03 Desember 2014

Korupsi Masih Menjadi Kanker Stadium Lanjut

Perbaikan indeks korupsi Indonesia dalam kancah global, yang kemarin dipublikasikan Transparency International, jelas melegakan. Skor Indonesia dalam masalah korupsi naik 2 poin menjadi 34 dibanding tahun lalu. Skor 0 berarti terkorup dan skor 100 tebersih.

Dengan itu, indeks korupsi Indonesia membaik dari 114 pada tahun lalu menjadi 107 tahun ini. Artinya, posisi Indonesia dalam urusan korupsi berada di peringkat 107 -- bersama-sama dengan Argentina dan Djibouti.

Posisi Indonesia masih jauh di bawah negara-negara tetangga seperti Filipina, Thailand, Malaysia, ataupun Singapura. Sementara negara-negara yang dinilai paling bersih adalah Denmark, Selandia Baru, Finlandia, Swedia, dan Norwegia. Jerman berada di peringkat 12, Jepang 15, dan Amerika Serikat 17.

Total negara yang diperiksa soal indeks persepsi korupsi ini adalah 174. Itu berarti, korupsi di Indonesia masih tetap merupakan masalah memrihatinkan dibanding di sejumlah negara yang dipantau Transparency International. Korupsi di Indonesia masih serius menjadi kanker yang menggerogoti sendi-sendi kehidupan berbangsa dan bernegara.

Tanpa mengurangi apresiasi terhadap upaya berbagai pihak selama ini, terutama Komisi Pemberantasan Korupsi (KPK), kenyataan itu menunjukkan bahwa perang melawan korupsi relatif masih sedikit membuahkan hasil. Artinya, penyakit korupsi di Indonesia tetap terbilang sangat akut. Ibarat tanaman, korupsi di Indonesia sudah berurat-berakar sekaligus beranak-pinak.

Dalam kondisi seperti itu, secara terang-terangan ataupun tidak, secara halus ataupun kasar, gerakan pembarantasan korupsi sendiri mengalami perlawanan. Institusi KPK, misalnya, coba digembosi -- antara lain dengan merevisi perundangan, kriminalisasi pimpinan, atau penarikan tenaga penyidik.

Boleh jadi juga, korupsi di Indonesia masih saja merupakan kanker stadium lanjut karena pemerintah selama ini terbilang lembek dalam memeranginya. Itu, antara lain, tecermin dari obral remisi terhadap terpidana kasus korupsi. Belum lagi mereka juga diberi  perlakukan-perlakukan istimewa, seperti bebas menikmati kemewahan selama dalam tahanan -- bahkan bisa mengikuti pendidikan pascasarjana!

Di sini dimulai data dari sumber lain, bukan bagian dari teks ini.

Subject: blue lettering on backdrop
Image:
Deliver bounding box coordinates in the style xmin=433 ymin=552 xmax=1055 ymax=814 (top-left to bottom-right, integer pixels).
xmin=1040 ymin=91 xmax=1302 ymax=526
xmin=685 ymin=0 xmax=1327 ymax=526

Perang melawan korupsi bukan cuma harus solid melibatkan berbagai elemen bangsa, juga menuntut komitmen politik secara penuh -- tak bisa setengah hati. Untuk itu, strategi radikal harus dianut. Misalkan, terpidana kasus korupsi tidak diberi hak remisi alias pengurangan hukuman. Hak mereka berpolitik juga dicabut sepanjang hayat, sementara secara sosial mereka dimiskinkan. Jika memungkinkan, terpidana kasus korupsi ini juga dikenai hukuman mati.

Pokoknya, terutama di sisi penindakan, perang melawan korupsi harus benar-benar menimbulkan efek jera. Selama efek hera tak bisa tercipta, selama itu pula korupsi cenderung tidak dipandang sebagai tindakan hina, haram, dan mengerikan. Bisa-bisa, laiknya judi, korupsi lebih dipandang sebagai soal peruntungan: kalau terbongkar, ya itu sekadar nasib sial yang tak perlu disesali.

Secara keseluruhan, perang melawan korupsi ini menuntut tata kelola pemerintahan yang baik konsisten dan konsekuen diterapkan. Sejumlah studi sudah menunjukkan bahwa antara korupsi dan tata kelola pemerintahan yang baik terdapat hubungan timbal balik. Negara dengan tata kelola pemerintahan baik cenderung kecil dijangkiti penyakit korupsi. Sebaliknya, di negara dengan tingkat korupsi tinggi, kondisi tata kelola pemerintahan buruk.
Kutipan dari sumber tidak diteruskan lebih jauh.